So the thing I optimize is the loop, not the typing. Concretely: I run a brainstorm → spec → plan → execute → verify cycle on every non-trivial piece of work. AI compresses each stage — it drafts the spec, breaks the plan into tasks, writes tests and implementation, runs the checks — but I stay the decision-maker at every gate. I review, I reject, I redirect. There is no autonomy here that I haven't signed off on; the AI doesn't ship anything I haven't verified. This post is the honest version of how that works, with the receipts from this very site as evidence.

1. The loop I actually run

The whole workflow is one cycle, run deliberately, at a granularity that matches the work. Small fix: I might run it in my head in thirty seconds. A new feature or a whole site: it becomes durable, written-down artifacts I can hand to an agent and audit afterwards. The five stages are always the same.

The brainstorm → spec → plan → execute → verify loop
Each arrow is a review gate. AI compresses the work inside each stage; I decide whether it advances to the next.
  1. Brainstorm — interrogate the idea before any code exists. What are we actually building, for whom, and what's explicitly out of scope?
  2. Spec — write down the design: goals, success criteria, non-goals, the shape of the solution. A durable document, not a chat message.
  3. Plan — turn the spec into a numbered, task-by-task implementation plan with a testing strategy and conventions baked in.
  4. Execute — work the plan one task at a time: test first where it earns its keep, implement, commit. Small, reviewable steps.
  5. Verify — run the tests, the build, the linter, the app; review the diff. No claim of "done" without evidence.

1.1 Brainstorm first: design before code

The most expensive bug is the feature you built correctly but shouldn't have built at all. So the loop starts before any file is touched, with a brainstorm that exists to surface the real intent and kill ambiguity. What problem are we solving? Who is it for? What does "good" look like, measurably? And — the question that saves the most time — what are we *not* doing?

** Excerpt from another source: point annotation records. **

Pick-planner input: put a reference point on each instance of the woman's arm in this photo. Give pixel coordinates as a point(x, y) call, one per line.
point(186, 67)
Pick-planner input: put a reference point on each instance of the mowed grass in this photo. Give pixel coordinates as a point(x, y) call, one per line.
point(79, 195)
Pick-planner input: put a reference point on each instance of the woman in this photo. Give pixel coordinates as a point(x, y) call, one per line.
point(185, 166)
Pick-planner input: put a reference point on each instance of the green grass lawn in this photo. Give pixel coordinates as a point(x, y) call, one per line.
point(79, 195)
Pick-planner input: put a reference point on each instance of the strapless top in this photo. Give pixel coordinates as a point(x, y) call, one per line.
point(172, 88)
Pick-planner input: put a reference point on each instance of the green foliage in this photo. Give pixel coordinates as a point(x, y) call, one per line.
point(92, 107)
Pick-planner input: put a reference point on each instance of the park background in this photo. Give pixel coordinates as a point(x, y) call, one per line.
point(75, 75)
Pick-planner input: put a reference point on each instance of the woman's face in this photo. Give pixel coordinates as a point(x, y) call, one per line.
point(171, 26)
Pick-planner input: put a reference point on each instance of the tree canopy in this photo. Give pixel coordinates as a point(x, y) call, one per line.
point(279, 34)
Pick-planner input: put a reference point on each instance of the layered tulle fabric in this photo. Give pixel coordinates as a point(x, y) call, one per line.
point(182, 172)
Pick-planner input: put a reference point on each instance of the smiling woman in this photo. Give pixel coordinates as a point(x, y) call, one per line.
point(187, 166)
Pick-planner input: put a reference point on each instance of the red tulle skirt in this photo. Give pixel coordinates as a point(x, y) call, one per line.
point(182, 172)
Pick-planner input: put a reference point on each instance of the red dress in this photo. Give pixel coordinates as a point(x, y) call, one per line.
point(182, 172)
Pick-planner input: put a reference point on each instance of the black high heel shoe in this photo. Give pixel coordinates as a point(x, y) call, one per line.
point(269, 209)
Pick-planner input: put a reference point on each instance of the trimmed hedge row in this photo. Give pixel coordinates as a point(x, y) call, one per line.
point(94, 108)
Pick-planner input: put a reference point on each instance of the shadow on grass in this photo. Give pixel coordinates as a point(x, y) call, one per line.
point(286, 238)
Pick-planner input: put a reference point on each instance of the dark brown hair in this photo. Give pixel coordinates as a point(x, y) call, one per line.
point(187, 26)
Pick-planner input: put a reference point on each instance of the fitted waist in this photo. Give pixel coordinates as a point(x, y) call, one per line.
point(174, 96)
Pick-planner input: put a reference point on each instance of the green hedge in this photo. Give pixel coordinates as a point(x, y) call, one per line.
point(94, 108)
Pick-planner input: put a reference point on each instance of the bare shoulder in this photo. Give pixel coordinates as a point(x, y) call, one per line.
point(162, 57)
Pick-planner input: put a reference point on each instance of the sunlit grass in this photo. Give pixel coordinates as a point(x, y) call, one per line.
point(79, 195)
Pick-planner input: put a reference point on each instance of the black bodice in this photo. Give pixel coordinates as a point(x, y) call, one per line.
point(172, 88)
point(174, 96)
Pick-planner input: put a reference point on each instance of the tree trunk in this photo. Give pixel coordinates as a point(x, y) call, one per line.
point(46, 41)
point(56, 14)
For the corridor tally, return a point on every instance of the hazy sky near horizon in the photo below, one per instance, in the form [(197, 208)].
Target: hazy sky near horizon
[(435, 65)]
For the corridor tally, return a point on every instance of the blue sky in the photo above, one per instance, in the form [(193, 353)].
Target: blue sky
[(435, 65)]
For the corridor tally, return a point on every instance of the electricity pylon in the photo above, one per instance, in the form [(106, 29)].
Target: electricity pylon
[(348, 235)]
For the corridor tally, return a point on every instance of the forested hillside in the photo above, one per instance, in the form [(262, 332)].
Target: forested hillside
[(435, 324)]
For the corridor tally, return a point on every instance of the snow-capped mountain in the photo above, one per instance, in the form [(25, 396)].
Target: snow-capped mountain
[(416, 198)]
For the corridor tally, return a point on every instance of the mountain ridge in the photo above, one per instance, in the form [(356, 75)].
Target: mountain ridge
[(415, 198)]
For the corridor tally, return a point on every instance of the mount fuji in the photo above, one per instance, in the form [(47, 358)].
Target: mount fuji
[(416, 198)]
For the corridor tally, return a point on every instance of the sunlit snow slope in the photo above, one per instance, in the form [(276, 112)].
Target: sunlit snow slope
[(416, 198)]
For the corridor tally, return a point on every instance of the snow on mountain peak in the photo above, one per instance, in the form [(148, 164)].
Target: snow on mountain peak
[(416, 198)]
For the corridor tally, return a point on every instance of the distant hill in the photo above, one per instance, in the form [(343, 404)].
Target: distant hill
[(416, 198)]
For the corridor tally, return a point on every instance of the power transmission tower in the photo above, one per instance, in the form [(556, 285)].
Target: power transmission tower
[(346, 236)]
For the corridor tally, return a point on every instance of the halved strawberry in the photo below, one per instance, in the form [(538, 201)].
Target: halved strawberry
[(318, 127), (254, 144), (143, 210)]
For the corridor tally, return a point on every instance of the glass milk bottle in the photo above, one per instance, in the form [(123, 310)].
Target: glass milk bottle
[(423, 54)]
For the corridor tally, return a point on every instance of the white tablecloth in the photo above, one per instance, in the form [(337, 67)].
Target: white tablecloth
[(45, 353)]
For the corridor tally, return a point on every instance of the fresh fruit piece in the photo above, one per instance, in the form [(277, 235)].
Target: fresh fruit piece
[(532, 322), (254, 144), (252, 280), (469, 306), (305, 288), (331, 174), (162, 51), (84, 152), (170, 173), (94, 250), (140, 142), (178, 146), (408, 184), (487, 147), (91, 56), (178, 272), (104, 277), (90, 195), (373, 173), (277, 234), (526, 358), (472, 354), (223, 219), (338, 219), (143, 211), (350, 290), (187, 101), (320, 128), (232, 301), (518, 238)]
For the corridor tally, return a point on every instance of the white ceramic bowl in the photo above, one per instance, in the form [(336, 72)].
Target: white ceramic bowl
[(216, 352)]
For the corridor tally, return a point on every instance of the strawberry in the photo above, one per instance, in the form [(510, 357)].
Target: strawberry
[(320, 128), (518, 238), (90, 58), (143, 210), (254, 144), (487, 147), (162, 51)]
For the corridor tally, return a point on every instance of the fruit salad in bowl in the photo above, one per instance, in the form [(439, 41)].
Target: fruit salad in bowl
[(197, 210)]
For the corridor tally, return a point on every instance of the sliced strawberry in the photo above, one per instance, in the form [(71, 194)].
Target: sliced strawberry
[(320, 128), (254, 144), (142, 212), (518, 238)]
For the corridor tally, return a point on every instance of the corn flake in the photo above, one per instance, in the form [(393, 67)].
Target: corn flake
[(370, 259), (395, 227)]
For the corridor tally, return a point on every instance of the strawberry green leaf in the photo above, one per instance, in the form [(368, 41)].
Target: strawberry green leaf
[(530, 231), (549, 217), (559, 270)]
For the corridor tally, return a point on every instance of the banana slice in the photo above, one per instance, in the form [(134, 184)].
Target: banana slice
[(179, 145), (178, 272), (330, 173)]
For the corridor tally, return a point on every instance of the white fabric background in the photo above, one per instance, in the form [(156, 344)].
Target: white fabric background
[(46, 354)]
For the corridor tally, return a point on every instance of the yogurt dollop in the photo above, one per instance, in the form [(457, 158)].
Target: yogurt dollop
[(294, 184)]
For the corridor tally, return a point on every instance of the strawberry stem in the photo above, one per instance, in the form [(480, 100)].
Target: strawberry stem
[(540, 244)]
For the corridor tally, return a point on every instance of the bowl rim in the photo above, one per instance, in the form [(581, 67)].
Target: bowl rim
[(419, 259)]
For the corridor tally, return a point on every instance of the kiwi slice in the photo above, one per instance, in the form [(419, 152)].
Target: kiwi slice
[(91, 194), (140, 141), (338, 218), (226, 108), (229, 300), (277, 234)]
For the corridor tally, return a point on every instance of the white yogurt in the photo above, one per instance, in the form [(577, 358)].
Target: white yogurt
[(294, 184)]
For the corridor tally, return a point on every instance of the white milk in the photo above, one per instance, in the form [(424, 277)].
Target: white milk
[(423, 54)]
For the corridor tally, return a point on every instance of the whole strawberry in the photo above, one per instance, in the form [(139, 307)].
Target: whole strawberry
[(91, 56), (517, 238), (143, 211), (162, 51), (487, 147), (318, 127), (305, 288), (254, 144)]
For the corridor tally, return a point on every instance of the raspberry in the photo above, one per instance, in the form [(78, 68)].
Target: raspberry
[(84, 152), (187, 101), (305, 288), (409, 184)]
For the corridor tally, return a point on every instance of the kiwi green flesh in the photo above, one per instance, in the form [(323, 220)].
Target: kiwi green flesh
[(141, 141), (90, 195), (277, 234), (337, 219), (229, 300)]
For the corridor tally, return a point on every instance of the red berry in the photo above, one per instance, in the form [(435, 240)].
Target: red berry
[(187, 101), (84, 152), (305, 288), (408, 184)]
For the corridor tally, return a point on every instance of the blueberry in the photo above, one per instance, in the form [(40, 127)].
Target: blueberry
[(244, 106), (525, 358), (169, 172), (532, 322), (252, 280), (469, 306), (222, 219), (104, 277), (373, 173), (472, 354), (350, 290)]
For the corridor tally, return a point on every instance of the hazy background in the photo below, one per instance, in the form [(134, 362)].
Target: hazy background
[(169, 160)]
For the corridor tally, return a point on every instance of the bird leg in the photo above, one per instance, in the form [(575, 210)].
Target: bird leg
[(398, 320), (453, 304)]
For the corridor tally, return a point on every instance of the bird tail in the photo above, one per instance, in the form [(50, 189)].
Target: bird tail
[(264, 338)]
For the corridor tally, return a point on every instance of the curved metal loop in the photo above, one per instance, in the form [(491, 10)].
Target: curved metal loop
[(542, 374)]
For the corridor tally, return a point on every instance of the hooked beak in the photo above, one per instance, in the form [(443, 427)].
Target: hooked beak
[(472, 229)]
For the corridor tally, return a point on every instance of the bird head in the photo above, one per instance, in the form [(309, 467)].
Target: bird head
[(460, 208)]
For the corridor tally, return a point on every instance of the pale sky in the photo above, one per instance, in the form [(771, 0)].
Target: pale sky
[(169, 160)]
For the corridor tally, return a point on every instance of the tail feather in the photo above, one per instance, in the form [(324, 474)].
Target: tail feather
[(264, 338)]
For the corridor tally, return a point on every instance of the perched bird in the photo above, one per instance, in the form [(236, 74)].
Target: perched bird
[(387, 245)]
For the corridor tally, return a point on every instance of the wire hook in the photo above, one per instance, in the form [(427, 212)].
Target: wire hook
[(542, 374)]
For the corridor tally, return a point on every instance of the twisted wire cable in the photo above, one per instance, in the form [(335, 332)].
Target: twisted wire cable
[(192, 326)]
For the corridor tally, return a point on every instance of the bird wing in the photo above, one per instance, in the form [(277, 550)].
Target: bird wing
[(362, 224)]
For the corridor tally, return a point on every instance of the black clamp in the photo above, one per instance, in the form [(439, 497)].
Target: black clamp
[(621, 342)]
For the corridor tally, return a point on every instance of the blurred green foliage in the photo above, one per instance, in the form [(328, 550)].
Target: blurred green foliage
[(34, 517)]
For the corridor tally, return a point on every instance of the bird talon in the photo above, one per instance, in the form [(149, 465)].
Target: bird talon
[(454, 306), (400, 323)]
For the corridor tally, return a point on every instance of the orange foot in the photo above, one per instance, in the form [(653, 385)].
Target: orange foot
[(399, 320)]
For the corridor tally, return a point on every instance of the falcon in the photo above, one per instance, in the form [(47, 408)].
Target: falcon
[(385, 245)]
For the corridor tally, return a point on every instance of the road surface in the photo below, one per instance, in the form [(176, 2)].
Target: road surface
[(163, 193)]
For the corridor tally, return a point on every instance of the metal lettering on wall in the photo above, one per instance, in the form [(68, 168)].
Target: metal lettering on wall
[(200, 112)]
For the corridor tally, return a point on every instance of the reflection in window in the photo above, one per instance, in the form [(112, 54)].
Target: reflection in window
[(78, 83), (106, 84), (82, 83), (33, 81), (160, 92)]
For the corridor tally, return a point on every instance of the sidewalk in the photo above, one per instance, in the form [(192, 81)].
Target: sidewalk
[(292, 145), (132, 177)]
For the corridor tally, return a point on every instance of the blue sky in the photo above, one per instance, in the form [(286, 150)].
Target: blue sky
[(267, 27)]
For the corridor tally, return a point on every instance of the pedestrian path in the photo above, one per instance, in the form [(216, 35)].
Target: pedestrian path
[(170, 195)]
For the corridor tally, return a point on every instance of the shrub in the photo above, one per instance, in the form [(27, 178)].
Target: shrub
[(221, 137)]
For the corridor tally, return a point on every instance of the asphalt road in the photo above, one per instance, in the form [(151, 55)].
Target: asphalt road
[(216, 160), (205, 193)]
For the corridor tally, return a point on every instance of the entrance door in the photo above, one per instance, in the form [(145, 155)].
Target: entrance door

This is where AI is genuinely useful in a way that has nothing to do with code generation. An agent that pushes back, asks the questions I'd skip, and forces me to name non-goals out loud is worth more at this stage than one that writes a thousand lines. A spec exists because design decided in conversation evaporates; design written down can be reviewed, disagreed with, and held to. The portfolio you're reading started exactly here — as a design document, not a folder of files.

Non-goals (v1): blog/CMS, multi-language, analytics dashboards, e-commerce, auth.

docs/superpowers/specs/2026-05-29-cjjutba-portfolio-design.md

That line is from the real spec for this site. Naming those non-goals up front is what kept v1 from sprawling — and ironically, the blog that line excludes shipped later, deliberately, as its own scoped piece of work with its own spec. Scope is a decision you make on purpose, not a thing that happens to you.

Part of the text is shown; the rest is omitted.